The Innovation Passport is awarded by the UK’s Innovation Licensing and Access Pathway Steering Group, which consists of representatives from MHRA, NICE, the Scottish Medicines Consortium (SMC) and the National Health Service (NHS) England. To enter ILAP and receive an Innovation Passport, an experimental drug needs to meet the following public health and/or patient-centric criteria: (1) the condition is life-threatening or seriously debilitating; (2) the program fulfills at least one of the following: innovative medicine, clinically significant new indication or, it is intended for a special population; and (3) the medicine has the potential to offer benefits to patients. The ILAP aims to accelerate the time to market and facilitate patient access to medicines through the development of a target development profile (TDP) that outlines a unique product-specific roadmap for regulatory and development milestones. Other benefits provided by ILAP include the potential for a 150-day accelerated assessment of a Marketing Authorization Application (MAA) and rolling review. The ILAP also provides opportunities for frequent interactions with the review staff at the MHRA and its partner agencies to discuss the drug’s development and regulatory plans, as well as reimbursement.

About IMerge Phase 3

IMerge Phase 3 is a double-blind, randomized, placebo-controlled Phase 3 clinical trial with registrational intent. The trial is designed to enroll approximately 170 transfusion dependent patients with Low or Intermediate-1 risk myelodysplastic syndromes (MDS), also referred to as lower risk MDS, who have relapsed after or are refractory to prior treatment with an erythropoiesis stimulating agent (ESA). The primary endpoint is the rate of red blood cell (RBC) transfusion independence (TI) for any consecutive period of eight weeks or longer, or 8-week RBC-TI rate. Key secondary endpoints include the rate of RBC-TI lasting at least 24 weeks, or 24-week RBC-TI rate, and the rate of hematologic improvement-erythroid (HI-E), defined as a reduction of at least four units of RBC transfusions over eight weeks compared with the prior RBC transfusion burden.

IMerge Phase 3 is fully enrolled and patient enrollment has been closed. For additional information about IMerge Phase 3, visit ClinicalTrials.gov/NCT02598661.

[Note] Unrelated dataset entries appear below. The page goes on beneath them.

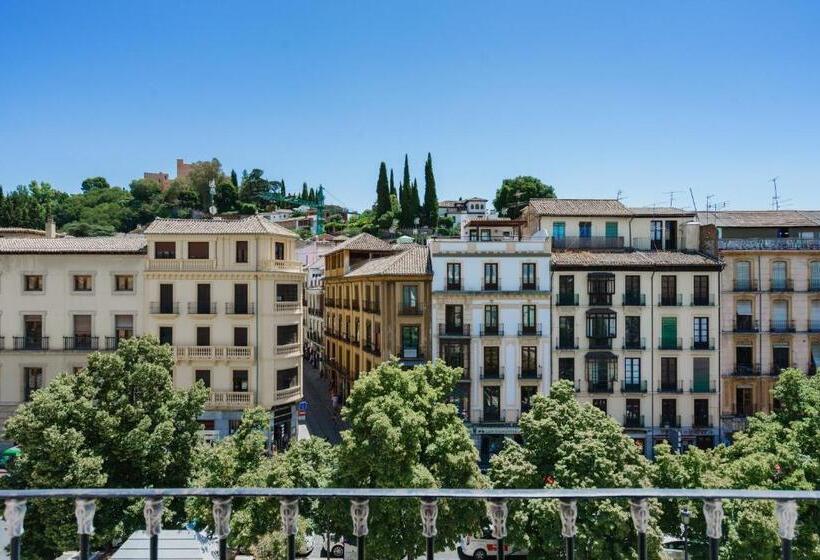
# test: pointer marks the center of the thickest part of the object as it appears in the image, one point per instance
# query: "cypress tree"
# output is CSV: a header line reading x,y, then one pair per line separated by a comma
x,y
430,210
382,192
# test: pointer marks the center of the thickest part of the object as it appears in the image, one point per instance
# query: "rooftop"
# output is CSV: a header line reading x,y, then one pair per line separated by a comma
x,y
124,244
255,224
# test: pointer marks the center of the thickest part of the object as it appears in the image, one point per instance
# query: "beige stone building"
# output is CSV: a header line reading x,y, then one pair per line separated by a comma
x,y
377,302
770,304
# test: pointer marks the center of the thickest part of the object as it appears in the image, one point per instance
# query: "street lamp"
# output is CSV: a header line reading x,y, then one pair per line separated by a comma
x,y
685,516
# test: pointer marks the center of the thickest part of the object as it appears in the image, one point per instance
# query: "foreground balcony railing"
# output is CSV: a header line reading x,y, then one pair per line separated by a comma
x,y
496,501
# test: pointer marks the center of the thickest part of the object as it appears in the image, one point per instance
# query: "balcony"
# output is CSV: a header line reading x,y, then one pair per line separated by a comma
x,y
594,242
31,343
566,343
454,331
233,308
201,308
214,353
530,372
702,300
529,330
634,387
491,330
81,343
567,299
634,300
164,308
781,326
230,400
181,265
635,344
424,500
670,343
780,285
708,344
671,300
633,420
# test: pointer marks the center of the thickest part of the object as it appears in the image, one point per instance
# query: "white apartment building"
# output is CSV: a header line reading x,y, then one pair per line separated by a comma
x,y
491,316
225,293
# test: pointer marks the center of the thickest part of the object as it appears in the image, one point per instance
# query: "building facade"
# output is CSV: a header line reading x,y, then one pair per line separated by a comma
x,y
377,301
770,304
491,317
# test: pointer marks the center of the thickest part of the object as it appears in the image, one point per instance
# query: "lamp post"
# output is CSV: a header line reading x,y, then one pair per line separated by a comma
x,y
685,517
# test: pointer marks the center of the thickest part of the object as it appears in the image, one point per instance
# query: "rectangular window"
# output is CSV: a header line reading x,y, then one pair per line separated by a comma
x,y
82,283
198,250
33,283
124,283
241,251
490,276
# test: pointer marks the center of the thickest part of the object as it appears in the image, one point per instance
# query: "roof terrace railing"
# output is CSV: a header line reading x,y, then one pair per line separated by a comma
x,y
495,499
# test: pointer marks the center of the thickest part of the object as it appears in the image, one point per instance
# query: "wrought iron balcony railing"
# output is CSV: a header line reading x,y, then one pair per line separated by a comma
x,y
496,500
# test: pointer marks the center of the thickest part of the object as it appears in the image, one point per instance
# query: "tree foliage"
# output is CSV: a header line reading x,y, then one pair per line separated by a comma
x,y
514,194
567,444
402,418
119,423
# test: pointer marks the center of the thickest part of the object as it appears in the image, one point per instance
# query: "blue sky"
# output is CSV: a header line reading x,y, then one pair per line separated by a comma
x,y
591,97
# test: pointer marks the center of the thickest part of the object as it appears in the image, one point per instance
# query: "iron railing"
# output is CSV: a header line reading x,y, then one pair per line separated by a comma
x,y
496,500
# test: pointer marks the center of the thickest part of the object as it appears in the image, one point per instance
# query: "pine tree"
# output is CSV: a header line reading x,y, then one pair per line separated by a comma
x,y
382,191
430,209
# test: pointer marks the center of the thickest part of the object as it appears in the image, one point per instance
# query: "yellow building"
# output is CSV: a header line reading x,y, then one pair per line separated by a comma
x,y
377,301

About Myelodysplastic Syndromes

Myelodysplastic syndromes are a group of diverse blood disorders that develop because bone marrow cells do not mature into healthy blood cells. Many patients develop chronic anemia, the predominant clinical problem in lower risk MDS, and become dependent on red blood cell transfusions which leads to iron overload, heart and kidney complications, decreases in quality of life and shorter overall survival. Approximately 70% of MDS patients are categorized in the lower risk groups at diagnosis, according to the International Prognostic Scoring System that assigns relative risk of progression to acute myelogenous leukemia and overall survival by taking into account the presence of a number of disease factors, such as cytopenias and cytogenetics.

About Imetelstat

Imetelstat is a novel, first-in-class telomerase inhibitor exclusively owned by Geron and being developed in myeloid hematologic malignancies. Data from Phase 2 clinical trials provide strong evidence that imetelstat targets telomerase to inhibit the uncontrolled proliferation of malignant stem and progenitor cells in myeloid hematologic malignancies resulting in malignant cell apoptosis and potential disease-modifying activity. Imetelstat has been granted Fast Track designation by the United States Food and Drug Administration for both the treatment of patients with non-del(5q) lower risk MDS who are refractory or resistant to an erythropoiesis-stimulating agent and for patients with Intermediate-2 or High-risk MF whose disease has relapsed after or is refractory to janus associated kinase (JAK) inhibitor treatment.